Femmes africaines, les oubliées du digital

Catherine Reichert, experte en stratégie de communication et digitale, vice-présidente communication du Comité ONU Femmes France. Pour ne pas que l'écart se creuse davantage entre femmes et hommes dans l'accès aux nouvelles technologies sur le continent africain, il est crucial de former les jeunes filles au digital. Il en va de leur autonomisation.

On le sait, le digital est un formidable accélérateur de l’entrepreneuriat féminin ainsi qu'un puissant vecteur d’inclusion et d’autonomisation des femmes. Partout à travers le monde, une femme peut, à partir d’une simple connexion internet, développer une activité économique ou construire des solutions pratiques, concrètes, en phase avec ses besoins. C’est aujourd’hui un fait reconnu : la technologie permet aux femmes de rompre leur isolement géographique ou l’emprise de certaines pratiques sociales ou culturelles qui les cantonnent dans des rôles.

Ce constat a amené les Nations unies à adopter en juillet 2016 une résolution qui considère l’accès à internet comme un droit humain fondamental, et ONU Femmes à intégrer dans son plan stratégique 2018-2021 l’innovation et la technologie comme « moteurs de changement ».

Les principales discriminées

Pour autant, l’Afrique est le continent où cette révolution technologique ne bénéficie pas encore largement aux femmes.
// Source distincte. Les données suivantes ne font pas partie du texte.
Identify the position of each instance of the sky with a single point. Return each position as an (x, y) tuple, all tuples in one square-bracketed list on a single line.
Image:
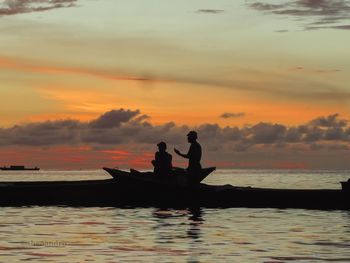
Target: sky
[(92, 83)]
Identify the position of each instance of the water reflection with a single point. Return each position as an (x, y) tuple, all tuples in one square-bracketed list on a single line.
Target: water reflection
[(184, 224)]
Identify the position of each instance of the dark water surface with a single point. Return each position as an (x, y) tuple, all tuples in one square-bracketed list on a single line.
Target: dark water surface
[(64, 234)]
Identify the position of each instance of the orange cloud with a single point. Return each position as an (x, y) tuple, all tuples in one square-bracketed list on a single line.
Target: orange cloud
[(30, 66)]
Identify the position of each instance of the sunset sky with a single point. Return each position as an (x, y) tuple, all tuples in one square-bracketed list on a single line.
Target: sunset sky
[(88, 83)]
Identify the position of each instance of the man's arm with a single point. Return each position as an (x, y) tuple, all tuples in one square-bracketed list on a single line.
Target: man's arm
[(181, 154)]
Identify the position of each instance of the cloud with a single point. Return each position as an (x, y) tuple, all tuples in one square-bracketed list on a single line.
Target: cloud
[(210, 11), (317, 14), (329, 121), (113, 118), (228, 115), (130, 126), (124, 130), (14, 7)]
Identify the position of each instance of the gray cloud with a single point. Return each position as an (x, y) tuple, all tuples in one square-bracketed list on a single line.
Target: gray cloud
[(114, 118), (13, 7), (317, 14), (210, 11), (131, 127), (228, 115)]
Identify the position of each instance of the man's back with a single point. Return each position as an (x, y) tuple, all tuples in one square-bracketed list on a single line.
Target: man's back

Si c’est le continent où le taux de croissance du nombre d’internautes est le plus fort (+20 % par an, selon le rapport 2018 Global Digital de We Are Social et Hootsuite), c’est aussi celui qui connaît les taux de pénétration d'internet les plus bas (34 % en Afrique contre 80 % en Europe). L'écart entre hommes et femmes y est aussi important : 18,6 % des femmes ont accès à internet contre 24,9 % des hommes, selon des données de l'Union internationale des télécommunications [ITU].

Les femmes sont les oubliées du digital en Afrique : elles sont le plus lourdement touchées par la pauvreté, les aléas climatiques, le manque de soins, les violences et les crises économiques. Ce sont elles qui travaillent dans les conditions les plus précaires. Ce sont les principales discriminées dans l’accès à l’éducation, à la formation et à internet. Alors que l’Afrique, portée par la révolution du mobile, voit éclore un nombre record de start-up dans le domaine de la téléphonie mobile ou de la fintech, il y a un risque important qu’un écart désastreux se creuse entre femmes et hommes si l’on ne prend pas sans attendre des actions pour sensibiliser et former les jeunes filles aux filières technologiques.
À une époque où, dans un avenir très proche, 90 % des emplois nécessiteront des compétences liées aux nouvelles technologies, il n’est pas pensable qu’en Afrique, la révolution numérique se fasse sans les femmes. Former les nouvelles générations au digital est un enjeu clé ; permettre aux femmes de contribuer à l’industrialisation et à la croissance de l’Afrique apparaît comme une priorité absolue, tout en les sensibilisant au développement durable, car la technologie sans conscience est un fléau pour la planète.

« Women first »

Des initiatives existent déjà pour combler le fossé technologique, comme l’African Girls Can Code Initiative, un programme proposé par la Commission d'Union africaine (AUC), ONU Femmes Éthiopie et l'ITU. Lors de son premier camp de codage à Addis Abeba en août 2018, il a ainsi rassemblé et formé près de 80 filles, de 34 pays africains. D’ici à 2022, le programme ambitionne de toucher plus de 2000 filles à travers 18 camps.

Donner accès aux femmes et aux filles à la technologie, c’est leur ouvrir la voie vers l’autonomisation. La résolution 1325 du Conseil de sécurité des Nations Unies pour les femmes, actrices de la paix et de la sécurité a d’ailleurs reconnu l’impact positif qu’elles exercent dans les processus de paix, le règlement des conflits et le développement durable. L’essor du continent africain représente un enjeu mondial. Il n’y a pas de temps à perdre pour s’assurer que les Africaines seront actrices de cette révolution en marche. Le continent du « mobile first » doit aussi être celui du « women first ».